Exemplar a chegada do Secretário de Audiovisual da Secretaria de Cultura à sede da Cinemateca Nacional, em São Paulo. Acompanhavam-no, não cineastas, diretores, roteiristas, atrizes e autores, críticos de cinema e historiadores ou mesmo, aficionados do que se chamou a sétima arte. Da comitiva que recebeu as chaves do imóvel onde um dia trabalhou o amazonense Cosme Ferreira Neto, foram integrantes membros da Polícia Federal. O exemplo – aqui explicito o registrado nas primeiras linhas – mais claro, contundente, nefasto, de como a cultura é tratada pelo governo. Não por coincidência, como são tratados todos os demais assuntos que reduzem a ignorância e enriquecem o convívio social de seres humanos. Admito que alguns considerem inócuo este comentário, até despropositado. Poderão jogar na minha cara o desprezo, quando não a zombaria, com que vem sendo conduzido o enfrentamento de pandemia que já roubou vidas como nenhuma outra tragédia que nos tenha vitimado.

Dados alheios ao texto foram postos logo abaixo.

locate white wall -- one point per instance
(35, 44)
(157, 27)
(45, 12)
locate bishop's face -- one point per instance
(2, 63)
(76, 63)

Neste caso, porém, a tomada do Ministério da Saúde pela tropa encontrou pretextos canhestramente apresentados. Agora, a disposição de agredir a cultura e demonstrar cabalmente sua ojeriza a tudo o que ela produz e representa, é inequívoca. Ainda que o fato não surpreenda e se ajuste às práticas necropolíticas reiteradas, a quase sutil agressividade de que se reveste diz muito. As autoridades dispensam-se, já, de justifica-las.
Prever a redução do impressionante acervo mantido na Cinemateca soa a truísmo. Dentre as 250 milhões de peças lá depositadas há muitos registros cujo conhecimento ajuda a compreender nossa trajetória e quais os fundamentos em que se assentam muitos dos costumes e preconceitos rejeitados pelo que chamamos civilização. No entanto, raivosasmenre conservados. Pior, aprofundados. assim são nossas elites, conservadoras sempre do pior, jamais do que avança no tempo e se propõe encontrar o futuro.
Talvez sejamos forçados agora a pôr em discussão as diferenças entre o Estado Democrático de Direito e o Estado Policial. E escolher dentre eles qual nos parece melhor. Estaremos escolhendo, também, a que classe de animais pertencemos.